In the end, and I hate to pull another koberulz, but as the Penn and Teller episode notes, the key is willpower. If food is a comfort (which it is omg it's soooo goood) it can be difficult to break habits. It's like anything you start to depend on and just think about getting the next serving. The fact there's so much hysteria and misinformation about food doesn't make it special, just throws it in with all the other things the Puritanical Prohibitionists wish to control for everyone.
shadowGrinch wrote:I'm surprised myself when I found out that was the top answer in Family Feud for things that remind people (Americans really) of McDonalds. My answer was the big mac.

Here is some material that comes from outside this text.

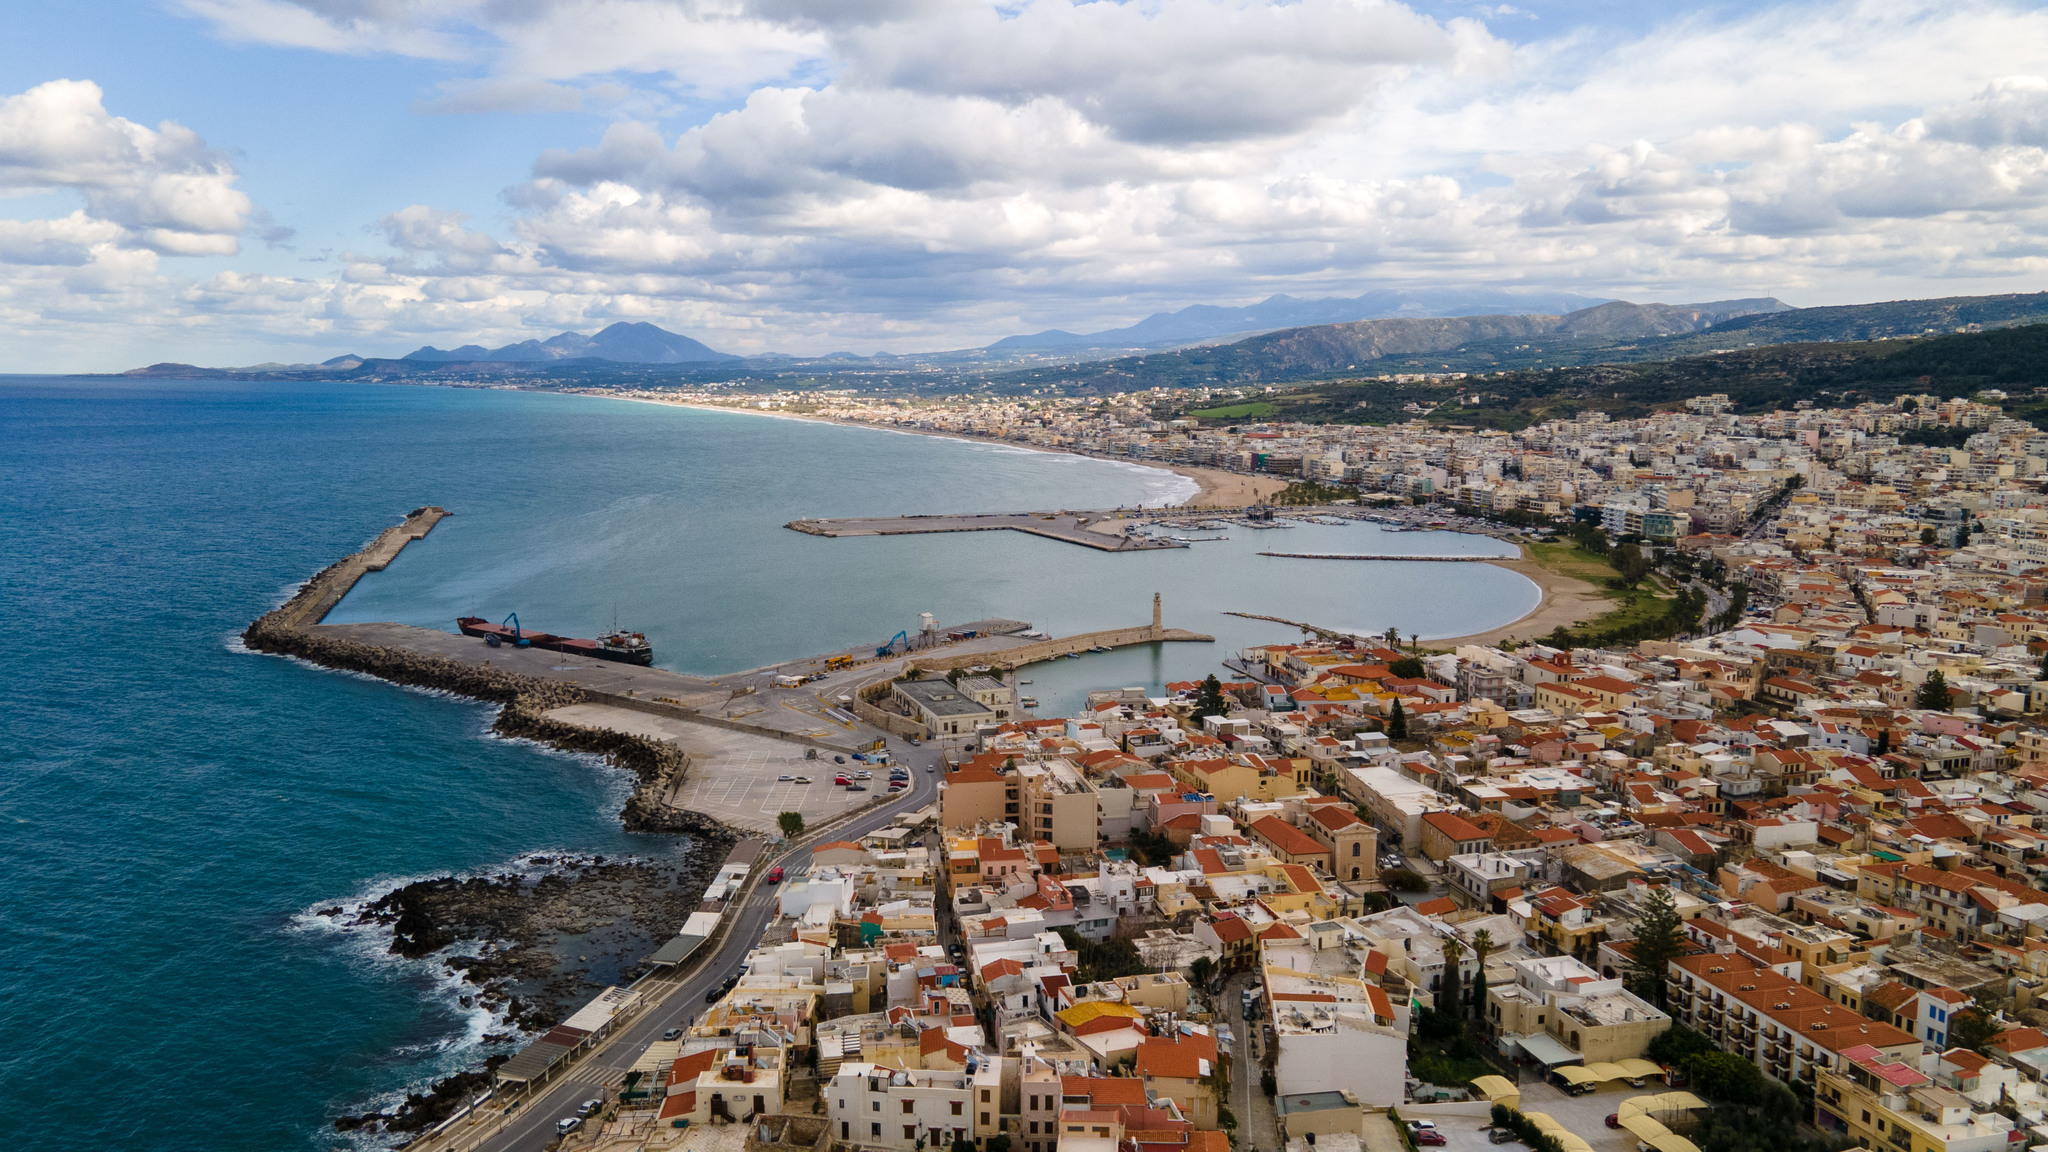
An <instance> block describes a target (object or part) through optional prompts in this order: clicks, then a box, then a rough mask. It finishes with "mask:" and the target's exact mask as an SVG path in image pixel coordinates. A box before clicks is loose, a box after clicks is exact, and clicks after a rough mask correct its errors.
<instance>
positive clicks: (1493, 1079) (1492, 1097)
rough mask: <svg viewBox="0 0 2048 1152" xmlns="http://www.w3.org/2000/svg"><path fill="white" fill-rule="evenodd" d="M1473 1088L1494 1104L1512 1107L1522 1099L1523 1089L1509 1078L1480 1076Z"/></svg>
mask: <svg viewBox="0 0 2048 1152" xmlns="http://www.w3.org/2000/svg"><path fill="white" fill-rule="evenodd" d="M1473 1088H1475V1091H1477V1093H1479V1095H1481V1097H1487V1099H1489V1101H1493V1103H1503V1105H1511V1103H1513V1101H1518V1099H1522V1088H1520V1086H1516V1082H1513V1080H1509V1078H1507V1076H1479V1078H1475V1080H1473Z"/></svg>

Blech. The Big Mac is overrated. We all know what the special sauce is, I won't pay a premium for thousand island dressing. Nor being forced to eat a second bottom bun.
Those fries though. Oh god.
Yes, they did have a setback when they first changed the oil to placate all the nannies, and they were dark ages where you couldn't go out at night due to the roving gangs, but they eventually figured out something the nannies would accept (for now) and they've been back and delicious again for the last seven or eight years.
Only Culver's and Wendy's (when done right) can get close. (If Wendy's nails a batch I could buy the argument it's better than McDonalds, but they just don't have anywhere near the consistency.) Burger King went in another direction, and I respect that, but it can't compare.